Just recently, in October, MOMA received donation of 102 works by 37 Latin American artists. Among the artists represented in the gift are Lygia Clark, Carlos Cruz-Diez, Gego, Helio Oiticia, Lygia Pape, and Jesus Rafael Soto. Supporting art from Latin America, museum had already two solo exhibitions of Mexican muralist Diego Rivera.
Diego Rivera’s fresco “Liberation of the Peon”1931
Philadelphia Museum of Art as well turned to Mexico’s art and opened an exhibition “Paint the Revolution”. Mexicos long-standing president, Porfirio Diaz, was thrown out of the office in 1911. Several years later in 1914, revolutionary art came to the forefront with artists such as Francisco Goitia showing the horrors of war. Diego Rivera weighed in on the subject while he was living in Paris.

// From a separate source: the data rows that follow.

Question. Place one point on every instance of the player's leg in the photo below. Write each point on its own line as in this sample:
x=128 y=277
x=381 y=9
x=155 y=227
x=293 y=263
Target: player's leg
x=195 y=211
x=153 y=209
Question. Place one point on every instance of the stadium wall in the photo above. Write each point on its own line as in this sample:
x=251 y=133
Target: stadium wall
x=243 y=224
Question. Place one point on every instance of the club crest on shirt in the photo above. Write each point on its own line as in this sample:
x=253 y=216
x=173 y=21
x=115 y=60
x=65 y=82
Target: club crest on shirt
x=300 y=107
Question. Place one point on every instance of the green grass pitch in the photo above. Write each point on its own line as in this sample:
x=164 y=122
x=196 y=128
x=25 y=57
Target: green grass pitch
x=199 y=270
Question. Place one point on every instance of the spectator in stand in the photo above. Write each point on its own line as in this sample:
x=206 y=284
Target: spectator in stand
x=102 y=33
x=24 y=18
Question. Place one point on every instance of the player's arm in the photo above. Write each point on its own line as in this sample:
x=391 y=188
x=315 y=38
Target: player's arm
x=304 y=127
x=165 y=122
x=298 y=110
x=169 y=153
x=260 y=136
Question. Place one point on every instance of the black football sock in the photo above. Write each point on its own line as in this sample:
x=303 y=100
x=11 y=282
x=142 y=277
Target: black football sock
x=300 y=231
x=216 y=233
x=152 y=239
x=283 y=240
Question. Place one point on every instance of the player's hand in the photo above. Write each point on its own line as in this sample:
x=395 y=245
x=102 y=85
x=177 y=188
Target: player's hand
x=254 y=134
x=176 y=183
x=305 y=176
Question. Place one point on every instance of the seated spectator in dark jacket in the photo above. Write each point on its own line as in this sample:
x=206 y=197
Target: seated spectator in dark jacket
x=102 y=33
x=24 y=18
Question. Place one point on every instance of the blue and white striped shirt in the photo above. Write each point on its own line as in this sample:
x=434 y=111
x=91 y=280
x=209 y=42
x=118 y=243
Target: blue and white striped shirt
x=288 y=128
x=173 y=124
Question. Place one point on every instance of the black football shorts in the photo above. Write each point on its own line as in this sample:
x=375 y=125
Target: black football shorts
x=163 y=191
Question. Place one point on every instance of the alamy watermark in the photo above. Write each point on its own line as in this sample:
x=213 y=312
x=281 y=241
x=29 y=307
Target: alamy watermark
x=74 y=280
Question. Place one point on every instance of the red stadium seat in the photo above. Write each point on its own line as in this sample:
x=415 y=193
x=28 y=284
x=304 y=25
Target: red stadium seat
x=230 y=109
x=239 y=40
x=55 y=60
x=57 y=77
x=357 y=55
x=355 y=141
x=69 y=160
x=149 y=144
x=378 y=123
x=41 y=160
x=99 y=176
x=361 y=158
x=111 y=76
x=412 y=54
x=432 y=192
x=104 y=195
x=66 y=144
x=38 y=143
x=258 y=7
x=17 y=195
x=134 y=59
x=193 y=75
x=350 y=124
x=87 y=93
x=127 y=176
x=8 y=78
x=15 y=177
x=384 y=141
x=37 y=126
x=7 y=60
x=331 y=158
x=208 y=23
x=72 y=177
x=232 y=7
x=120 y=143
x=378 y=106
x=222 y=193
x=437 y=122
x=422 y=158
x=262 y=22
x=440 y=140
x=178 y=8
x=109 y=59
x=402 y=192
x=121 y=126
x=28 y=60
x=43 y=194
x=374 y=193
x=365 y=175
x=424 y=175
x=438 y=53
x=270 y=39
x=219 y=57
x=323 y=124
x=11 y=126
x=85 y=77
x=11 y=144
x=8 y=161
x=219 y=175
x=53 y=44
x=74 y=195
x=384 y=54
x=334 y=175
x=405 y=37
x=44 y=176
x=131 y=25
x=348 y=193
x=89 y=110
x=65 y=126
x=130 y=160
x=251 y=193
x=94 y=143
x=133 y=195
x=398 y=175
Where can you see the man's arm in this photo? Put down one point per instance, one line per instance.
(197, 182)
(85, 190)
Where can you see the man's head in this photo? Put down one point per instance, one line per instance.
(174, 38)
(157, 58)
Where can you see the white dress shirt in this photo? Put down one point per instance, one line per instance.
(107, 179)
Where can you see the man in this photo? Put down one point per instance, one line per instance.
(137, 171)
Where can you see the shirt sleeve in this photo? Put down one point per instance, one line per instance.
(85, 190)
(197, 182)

Juan Soriano “The Dead Girl” 1938
Several different groups of artists sprang up and stirred things up by forming competing groups such as Stridentism (rejecting nationalist art), Contemporaneos (art for art’s sake) and Muralists
Frida Khalo “Selfportrait on the Border Line Between Mexico and the United States”1932
This exhibition makes a good case for visiting Philadelphia’s Museum of Art.